ステップ3:GASコードの記述(外部ファイル読み込み版)
フォームの「その他(︙)」から「スクリプトエディタ」を開き、以下のコードを貼り付けてください。
/**
* フォーム送信時に実行されるメイン関数
*/
function sendAutoReply(e) {
// 1. Googleドライブ上のテキストファイルIDを指定(ステップ2でメモしたもの)
const FILE_ID = 'ここにあなたのファイルIDを貼り付けてください';
// 2. フォームの回答を取得
const itemResponses = e.response.getItemResponses();
const respondentEmail = e.response.getRespondentEmail() || ""; // メルアド収集設定の場合
let formData = {};
itemResponses.forEach(item => {
formData[item.getItem().getTitle()] = item.getResponse();
});
// もし「回答者からの入力」でメルアドを取得している場合、フォーム項目名に合わせて取得
const email = respondentEmail || formData['メールアドレス'];
// 3. 外部テキストファイルから文面を取得
const templateFile = DriveApp.getFileById(FILE_ID);
const fullContent = templateFile.getBlob().getDataAsString('utf-8');
// 4. 件名と本文を分離(1行目を件名、それ以降を本文とする)
const lines = fullContent.split('\n');
let subject = lines[0].replace('件名:', '').trim();
let body = lines.slice(1).join('\n').replace('本文:', '').trim();
// 5. プレースホルダー({{項目名}})を実際の回答に置換
for (let key in formData) {
let reg = new RegExp('{{' + key + '}}', 'g');
subject = subject.replace(reg, formData[key]);
body = body.replace(reg, formData[key]);
}
// 6. メール送信
if (email) {
GmailApp.sendEmail(email, subject, body);
} else {
console.error("メールアドレスが見つからなかったため送信をスキップしました。");
}
}
【解説:このコードの仕組み】
DriveApp.getFileById(FILE_ID):指定したIDのファイルをGoogleドライブから探します。getDataAsString('utf-8'):ファイルの中身をテキストとして読み込みます。replace('{{項目名}}', 回答):テキスト内の{{お名前}}といった部分を、実際のフォーム回答に自動で書き換えます。これにより、親近感のあるパーソナライズされたメールが送れます。
ステップ4:トリガーの設定と権限承認
前回の記事同様、スクリプトを自動で動かすための設定が必要です。
GASエディタ左側の「時計アイコン(トリガー)」をクリック。「トリガーを追加」を選択。
「実行する関数:sendAutoReply」「イベントのソース:フォームから」「イベントの種類:フォーム送信時」にして保存。

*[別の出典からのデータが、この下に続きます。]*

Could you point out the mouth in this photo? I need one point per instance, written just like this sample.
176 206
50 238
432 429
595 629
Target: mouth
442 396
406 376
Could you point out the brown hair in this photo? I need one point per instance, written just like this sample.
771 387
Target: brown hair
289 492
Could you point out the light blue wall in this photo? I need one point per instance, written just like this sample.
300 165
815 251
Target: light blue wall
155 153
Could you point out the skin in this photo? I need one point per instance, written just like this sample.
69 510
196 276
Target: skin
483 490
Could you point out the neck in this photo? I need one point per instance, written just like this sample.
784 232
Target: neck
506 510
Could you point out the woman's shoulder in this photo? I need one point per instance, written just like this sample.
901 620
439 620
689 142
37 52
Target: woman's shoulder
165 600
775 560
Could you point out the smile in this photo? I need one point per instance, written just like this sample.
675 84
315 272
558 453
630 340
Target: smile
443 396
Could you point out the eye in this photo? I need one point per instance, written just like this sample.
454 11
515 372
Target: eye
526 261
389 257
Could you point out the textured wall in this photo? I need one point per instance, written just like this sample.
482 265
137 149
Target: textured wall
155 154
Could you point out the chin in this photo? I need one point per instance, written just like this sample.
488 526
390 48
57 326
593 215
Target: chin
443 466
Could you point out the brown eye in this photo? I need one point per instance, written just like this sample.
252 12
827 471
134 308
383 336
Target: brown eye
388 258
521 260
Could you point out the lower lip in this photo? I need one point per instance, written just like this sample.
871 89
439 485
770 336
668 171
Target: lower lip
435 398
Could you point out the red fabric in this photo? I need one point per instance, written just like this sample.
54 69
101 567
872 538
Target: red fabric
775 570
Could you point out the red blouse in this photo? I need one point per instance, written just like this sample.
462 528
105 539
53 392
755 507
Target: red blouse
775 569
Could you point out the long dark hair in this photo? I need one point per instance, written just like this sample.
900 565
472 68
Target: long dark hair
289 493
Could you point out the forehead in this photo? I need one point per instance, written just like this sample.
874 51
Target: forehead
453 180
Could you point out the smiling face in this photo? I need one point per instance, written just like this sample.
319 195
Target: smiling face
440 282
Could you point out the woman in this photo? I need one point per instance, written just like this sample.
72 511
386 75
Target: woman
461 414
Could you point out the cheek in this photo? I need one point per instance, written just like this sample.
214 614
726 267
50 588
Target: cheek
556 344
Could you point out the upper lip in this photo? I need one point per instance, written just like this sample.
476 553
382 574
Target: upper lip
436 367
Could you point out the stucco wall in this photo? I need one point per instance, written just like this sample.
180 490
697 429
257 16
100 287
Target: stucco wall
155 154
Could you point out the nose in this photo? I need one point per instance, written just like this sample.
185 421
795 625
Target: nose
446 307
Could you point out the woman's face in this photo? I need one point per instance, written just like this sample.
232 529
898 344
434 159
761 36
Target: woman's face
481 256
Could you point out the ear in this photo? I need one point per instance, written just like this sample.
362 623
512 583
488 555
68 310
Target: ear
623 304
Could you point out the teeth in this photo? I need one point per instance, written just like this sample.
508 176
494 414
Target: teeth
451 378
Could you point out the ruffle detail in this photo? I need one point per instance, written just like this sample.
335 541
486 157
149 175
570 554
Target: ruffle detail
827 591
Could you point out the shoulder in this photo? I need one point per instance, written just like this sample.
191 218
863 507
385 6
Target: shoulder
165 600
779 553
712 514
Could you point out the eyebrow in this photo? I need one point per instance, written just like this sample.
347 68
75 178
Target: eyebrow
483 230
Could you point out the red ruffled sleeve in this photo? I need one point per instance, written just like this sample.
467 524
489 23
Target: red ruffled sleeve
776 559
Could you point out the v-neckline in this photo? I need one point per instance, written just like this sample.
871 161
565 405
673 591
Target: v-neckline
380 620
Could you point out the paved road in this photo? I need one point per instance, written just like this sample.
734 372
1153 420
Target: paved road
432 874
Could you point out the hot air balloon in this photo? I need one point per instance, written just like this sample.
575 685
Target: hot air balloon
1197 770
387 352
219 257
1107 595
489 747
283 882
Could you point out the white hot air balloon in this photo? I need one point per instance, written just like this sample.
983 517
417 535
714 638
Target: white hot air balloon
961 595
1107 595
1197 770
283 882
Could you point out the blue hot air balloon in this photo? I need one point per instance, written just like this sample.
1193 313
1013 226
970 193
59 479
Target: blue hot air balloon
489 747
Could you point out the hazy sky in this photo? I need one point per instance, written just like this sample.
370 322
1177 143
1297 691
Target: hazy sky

重要: 承認画面が出たら、自分のアカウントを選択し「詳細」→「(プロジェクト名)に移動」→「許可」の順に進めてください。



ステップ5:テストと運用
実際にフォームへ入力し、メールが届くか確認しましょう。
ここが便利!:
今後、メールの挨拶文を変えたい、署名を追記したいといった場合は、GASの画面を開く必要はありません。 ステップ2で作ったGoogleドライブ上のテキストファイルを書き換えて保存するだけで、次回の送信から自動的に新しい内容が反映されます。
まとめ
さて、色々設定してまいりましたが、一応GoogleWorkspaceの運用は意外と複雑です。
無料で出来る範囲にも、最近制限が入ったりする場合もあり、色々変わってくるかもしれません。

この記事も、実は書き始めてからそこそこ経って、ちょっと疲れて放ったらかし。
少しゆっくり書きすぎているので、もし違ったら問い合わせから連絡もらえると嬉しいです。適宜修正します。
使えるうちはこれでも問題ないですが、使えなくなったときのことを考え、Googleフォーム以外のフォームツールも考えても良いかもしれませんね…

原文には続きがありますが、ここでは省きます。